Establishing “the most capable, fastest, dedicated and inclusive system of pre-hospital care” wasn’t without challenges, says Rapport, but the system is now “matured, efficient, and successful” due to the dedication of emergency medical professionals all over the state who “won’t let people die at the scene” and who are willing to “pull hard on their own oars at the same time.”
Remembering Doc Henry
Although Rapport’s book is chiefly about Seattle’s Medic One and west side emergency response systems, if you’re a Methow Valley reader you will probably find most engaging the account of Doc Henry and early rural medicine in the Methow. Doc Henry died in 1998, but many of those who worked with him are still alive and well, with clear memories of those times. “What they did and how it was then is burned into their memory,” says Cindy Henry Button, Doc and Ann’s daughter. “I often ask them a question and they respond with so much detail that you would think it just occurred.”
A mere 11 years old when Doc Henry started the ambulance service, Button began working in the clinic doing odd jobs and at age 15 was trained to be Doc Henry’s medical assistant: an unusual summer job for a teen. Button says “I was always by my dad’s side. On weekends I often rode with him to the hospital and hung out in the doctors’ lounge while he saw patients. If an after-hours emergency came in I would go with him and help however he directed me. Sometimes he needed help while repairing a laceration, setting a fracture, or delivering a baby. I often went on house calls with him, too.”
Button received EMT training in 1977 while attending the University of Washington and became a paramedic in 1980. Cindy and her husband moved back to the Methow Valley in 1984, where she has been a paramedic and Director of Service of Aero Methow Rescue Service ever since.
Hard work
Button says, “My family’s life … sounds kind of sexy and interesting, but it was a really hard life. Dad worked incredibly hard. While running a solo practice, seeing patients at all hours of the night and at the hospital, developing the EMS system among other things he did, he was constantly interrupted, hardly slept all night without being called, and was [frequently] gone for meetings.”

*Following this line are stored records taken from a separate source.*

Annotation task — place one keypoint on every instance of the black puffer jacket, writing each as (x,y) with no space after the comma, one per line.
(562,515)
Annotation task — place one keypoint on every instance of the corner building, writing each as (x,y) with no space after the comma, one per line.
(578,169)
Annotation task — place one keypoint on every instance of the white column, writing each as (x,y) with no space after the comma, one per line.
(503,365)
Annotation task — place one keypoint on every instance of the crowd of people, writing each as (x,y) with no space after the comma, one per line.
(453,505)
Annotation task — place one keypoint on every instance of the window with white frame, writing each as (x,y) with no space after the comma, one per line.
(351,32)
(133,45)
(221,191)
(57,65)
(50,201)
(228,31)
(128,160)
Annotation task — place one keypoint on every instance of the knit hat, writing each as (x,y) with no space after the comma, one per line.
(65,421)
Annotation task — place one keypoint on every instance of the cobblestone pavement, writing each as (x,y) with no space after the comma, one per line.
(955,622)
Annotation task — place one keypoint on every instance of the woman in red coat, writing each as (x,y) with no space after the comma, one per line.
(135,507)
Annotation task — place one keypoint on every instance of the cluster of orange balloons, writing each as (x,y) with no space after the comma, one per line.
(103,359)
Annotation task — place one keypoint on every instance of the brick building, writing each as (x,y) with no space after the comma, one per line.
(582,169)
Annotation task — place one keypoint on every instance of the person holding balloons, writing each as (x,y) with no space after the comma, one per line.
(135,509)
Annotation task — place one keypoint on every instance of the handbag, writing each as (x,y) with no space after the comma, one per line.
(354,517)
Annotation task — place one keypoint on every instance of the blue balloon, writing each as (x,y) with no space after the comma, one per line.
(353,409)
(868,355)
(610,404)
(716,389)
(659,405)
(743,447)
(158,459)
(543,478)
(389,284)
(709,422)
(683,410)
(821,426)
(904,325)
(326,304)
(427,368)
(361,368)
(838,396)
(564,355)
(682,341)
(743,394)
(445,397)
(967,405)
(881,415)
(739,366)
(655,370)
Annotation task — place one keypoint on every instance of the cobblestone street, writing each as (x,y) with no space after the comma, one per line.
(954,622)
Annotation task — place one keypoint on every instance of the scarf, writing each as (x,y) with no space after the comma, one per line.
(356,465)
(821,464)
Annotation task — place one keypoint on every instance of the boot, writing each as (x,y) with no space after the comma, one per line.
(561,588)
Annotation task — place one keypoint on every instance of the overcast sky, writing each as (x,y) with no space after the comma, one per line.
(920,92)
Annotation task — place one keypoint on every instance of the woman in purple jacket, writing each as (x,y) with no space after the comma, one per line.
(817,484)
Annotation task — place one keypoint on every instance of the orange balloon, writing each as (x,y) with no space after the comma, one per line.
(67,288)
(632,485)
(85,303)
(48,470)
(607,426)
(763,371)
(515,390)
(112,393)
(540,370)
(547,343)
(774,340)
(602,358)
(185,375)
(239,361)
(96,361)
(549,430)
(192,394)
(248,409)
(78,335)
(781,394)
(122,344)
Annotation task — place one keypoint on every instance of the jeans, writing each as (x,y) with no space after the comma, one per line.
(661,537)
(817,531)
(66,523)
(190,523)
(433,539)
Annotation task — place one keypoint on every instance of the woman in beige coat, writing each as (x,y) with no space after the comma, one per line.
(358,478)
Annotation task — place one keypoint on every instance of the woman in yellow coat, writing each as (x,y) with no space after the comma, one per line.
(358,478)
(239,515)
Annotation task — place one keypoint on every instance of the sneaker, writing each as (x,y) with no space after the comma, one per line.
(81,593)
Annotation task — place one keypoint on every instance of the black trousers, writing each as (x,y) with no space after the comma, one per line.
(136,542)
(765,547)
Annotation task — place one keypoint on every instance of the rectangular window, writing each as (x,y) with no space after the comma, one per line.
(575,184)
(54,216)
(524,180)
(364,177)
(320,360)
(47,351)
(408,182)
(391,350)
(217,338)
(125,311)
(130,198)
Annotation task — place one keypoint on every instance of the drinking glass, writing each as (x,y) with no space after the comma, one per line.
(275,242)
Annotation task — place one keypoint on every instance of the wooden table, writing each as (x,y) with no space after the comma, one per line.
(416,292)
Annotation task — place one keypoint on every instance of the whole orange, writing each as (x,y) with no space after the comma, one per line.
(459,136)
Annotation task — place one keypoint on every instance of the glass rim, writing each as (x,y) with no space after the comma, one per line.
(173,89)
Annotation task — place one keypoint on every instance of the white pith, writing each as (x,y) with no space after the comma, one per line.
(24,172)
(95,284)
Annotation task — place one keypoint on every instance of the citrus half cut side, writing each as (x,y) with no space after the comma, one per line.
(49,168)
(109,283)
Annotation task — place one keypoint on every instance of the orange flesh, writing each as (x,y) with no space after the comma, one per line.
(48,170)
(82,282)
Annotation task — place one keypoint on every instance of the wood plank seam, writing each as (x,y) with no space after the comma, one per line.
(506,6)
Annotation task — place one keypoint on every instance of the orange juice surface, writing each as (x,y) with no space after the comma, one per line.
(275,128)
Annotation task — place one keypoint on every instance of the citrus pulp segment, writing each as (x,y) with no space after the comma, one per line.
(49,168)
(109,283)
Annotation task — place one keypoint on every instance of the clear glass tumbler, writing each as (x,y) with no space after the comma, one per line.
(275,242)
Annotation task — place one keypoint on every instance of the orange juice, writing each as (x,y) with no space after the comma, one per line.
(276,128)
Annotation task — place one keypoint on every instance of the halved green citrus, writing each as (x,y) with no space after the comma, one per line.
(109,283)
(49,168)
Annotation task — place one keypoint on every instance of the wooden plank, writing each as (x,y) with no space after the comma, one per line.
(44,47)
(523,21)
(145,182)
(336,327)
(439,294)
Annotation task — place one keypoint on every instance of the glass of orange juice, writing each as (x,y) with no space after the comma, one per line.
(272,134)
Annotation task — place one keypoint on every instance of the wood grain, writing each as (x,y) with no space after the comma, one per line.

Button remembers treasured family ski vacations where Doc and Ann would load up the five kids at 4 a.m., in order to get away before the phone started ringing. “All we did was go to Mt. Spokane or Schweitzer,” Button recalls, “but it was fun to all be together without any interruptions.”
Doc Henry would go on to work with a founding group of visionaries — physicians Mike Copass (Harborview Medical Center), Lothar Pinkers (Overlake Hospital), Marvin Wayne (St. Joseph Hospital), Jay Krantz (Swedish Hospital) and Clyde Ballard, who owned Ballard Ambulance in Wenatchee — to help develop the EMS system in the state of Washington, as well as the Incident Medical Specialist Team and the Physician Assistant Program.
“Seattle’s Medic One” is an enjoyable read, with plenty of history, anecdotes, case studies and humor providing a personal look at the people behind “one of the most influential medical programs in Washington state and the country.” Rapport himself is animated and engaging, and shows not only a passion for saving lives but also a heartfelt admiration for the pioneers of Medic One and SWET.